Today Is an Interesting Day Because……
….behind the scenes I have about 4 or 5 articles I am working on that are on their way to being done but need elements out of my control to come into place before they can be complete. I have a podcast that I am yet to edit and I have sent out quite a few invitations to interview people over the past week.
The End Result
The end result is that I have a wonderful back log of articles and podcasts and things in process, too much for me to want to move forward but little enough that it shouldn’t take me too long to clear up.While this vacuum exists I thought I would give you all some more thoughts as I have continued along my spiritual journey.
Why I’ll Never Leave the Church
One thing that I can predict with a fair level of confidence and certainty is that I will probably never grow disillusioned with the church and/or with Christianity as I did in my teenage years and I will never leave the church. There are a couple of reasons for that:
1) I never got taught, or rather never had sink in, the consumer mentality to Christianity: Growing up, I was taught about the immutable, unstoppable, never changing power of self-determination and that all through my life, I should always use that power to create my destiny. I guess I am one of those people who preachers would label, “That arrogant young man who thinks he can do everything himself.”
I don’t know if I can but I certainly know that I am going to take responsibility for the results I achieve in my life.
2) Christian people are hands down, the most loving and silmultaneously nicest people I have ever met: A lot of people who become disillusioned with the church do so because they feel condemned, judged, unloved and unwanted by Christian people. I have never ever felt that. Until I was an adult, all my real-world (as opposed to celebrity or fantasy heroes) were Christian African women.
If you look through my heroes list, you’ll notice that one of them is Erwin Mcmanus (if anyone knows how I can get an interview with him….do share) and I just love to consume and reflect and act on his podcasts and his ideas.
To put the full stop on this point, I don’t know if I have told this story before but what the heck, I will tell it again
She Listened, Really Listened
It’s amazing how one moment can mean so many different things to different people. I don’t think my aunty knows just how special that day was for me, and whenever I tell my mother the story, she always remarks:
That’s nothing special
Or something similar, but that truly was, one of the greatest days of my life.
So there I was, 16 years old, scared and angry. I remember walking into my aunty’s home for a visit. My aunty did something that no human being had never done before. She didn’t try to advise me. She didn’t try to give me solutions to my problems. She didn’t engage in discussion or debate. She just listened.
She listened as I talked about my crazy plans about buying a fleet of matatus (a fleet of mini buses) and using the revenue generated from this venture to fund a school where the poor and marginalized youth of Africa would learn not only about the political process but would be equipped to answer the question:
How can I use the current global and political system to the benefit of my community and myself?

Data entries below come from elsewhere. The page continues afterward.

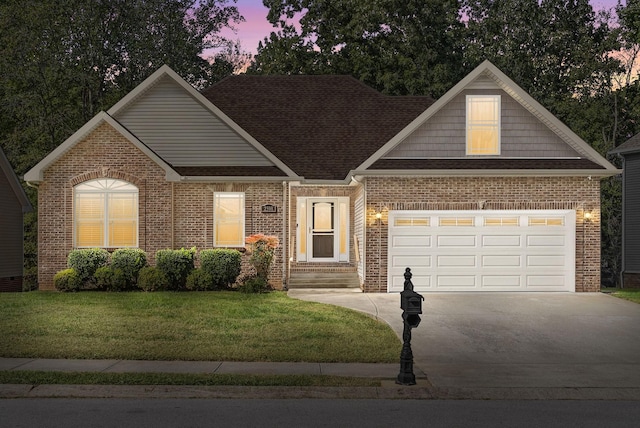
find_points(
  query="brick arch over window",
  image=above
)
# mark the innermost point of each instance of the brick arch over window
(106, 173)
(107, 217)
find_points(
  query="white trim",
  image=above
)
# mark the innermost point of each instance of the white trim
(36, 174)
(303, 222)
(486, 173)
(518, 94)
(466, 257)
(497, 104)
(242, 216)
(106, 226)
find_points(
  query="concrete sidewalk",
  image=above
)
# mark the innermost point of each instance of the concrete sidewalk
(382, 371)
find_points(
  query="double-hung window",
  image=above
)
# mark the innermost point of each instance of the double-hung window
(483, 124)
(105, 214)
(228, 219)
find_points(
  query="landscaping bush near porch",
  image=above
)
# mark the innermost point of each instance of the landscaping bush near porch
(205, 326)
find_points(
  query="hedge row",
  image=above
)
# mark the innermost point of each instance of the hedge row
(127, 269)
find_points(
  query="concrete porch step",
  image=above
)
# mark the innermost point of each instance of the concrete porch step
(324, 280)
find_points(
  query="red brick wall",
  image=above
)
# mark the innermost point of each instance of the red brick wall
(461, 193)
(194, 217)
(105, 153)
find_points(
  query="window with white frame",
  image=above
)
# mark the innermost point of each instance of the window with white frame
(228, 219)
(105, 214)
(483, 124)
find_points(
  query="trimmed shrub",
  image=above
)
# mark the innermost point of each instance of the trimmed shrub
(199, 280)
(110, 279)
(223, 265)
(176, 265)
(67, 280)
(129, 261)
(87, 261)
(254, 284)
(152, 279)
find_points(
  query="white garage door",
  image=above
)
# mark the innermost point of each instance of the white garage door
(483, 250)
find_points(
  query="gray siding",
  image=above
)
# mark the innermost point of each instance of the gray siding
(443, 136)
(184, 133)
(631, 216)
(11, 248)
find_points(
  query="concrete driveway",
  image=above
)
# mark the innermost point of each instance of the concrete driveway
(513, 340)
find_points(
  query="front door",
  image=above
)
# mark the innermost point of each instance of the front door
(323, 229)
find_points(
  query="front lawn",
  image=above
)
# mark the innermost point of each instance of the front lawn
(204, 326)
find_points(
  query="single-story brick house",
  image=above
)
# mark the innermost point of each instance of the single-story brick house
(13, 205)
(629, 151)
(480, 190)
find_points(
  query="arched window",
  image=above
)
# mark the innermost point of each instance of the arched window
(105, 214)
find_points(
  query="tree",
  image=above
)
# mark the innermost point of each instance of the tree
(62, 61)
(398, 46)
(554, 49)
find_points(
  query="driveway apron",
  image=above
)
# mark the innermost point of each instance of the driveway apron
(513, 340)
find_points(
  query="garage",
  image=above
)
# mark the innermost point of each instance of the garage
(483, 250)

I don’t remember if that was the exact thought I told my aunty so many years ago, but whatever it is I said, she listened. I remember she fed me delicious sandwiches and tea and for a couple of days just let me talk. It’s amazing how the Angel Gabriel’s love for Mary can be felt just by his merely sitting next to her………..
Don’t worry if you read this and don’t see what’s so special either, just know it was truly one of the best days during one of the best periods of my life, and she was there.
She was in that moment, the salt and light of my world.
Where this Spiritual Journey is Going?
I know I am not alone on this one, but I often fantasize about being interviewed. My favourite platforms are either a town hall meeting, a speech I am making to thousands of people or an appearance on Enough Rope with Andrew Denton, and many a time, I have fantasized about being asked that very question in the sub-healdine.Here now is my smooth-as-Taye-Diggs-eloquent-as-MLK answer:
The way I see my life headed, I will probably end up the born again founder my own church dedicated to two things:
a) The upliftment and dignity of young African boys and men
b) Taking action: Every sermon will end with everyone either doing something to improve their lives or the lives of the members of the community or it will become compulsory with attendance that you must take action after every service and are accountable to other members of the congregation.
I would weed out all the passive watchers and remain with just passionate people committed to taking action and being angels among men.
Hey, I have been asked to lead my bible study group this Thursday so that might be the begining of all of this…….watch this gap in the time space continuum.
My oddly tired brain is telling me those are enough ideas for now.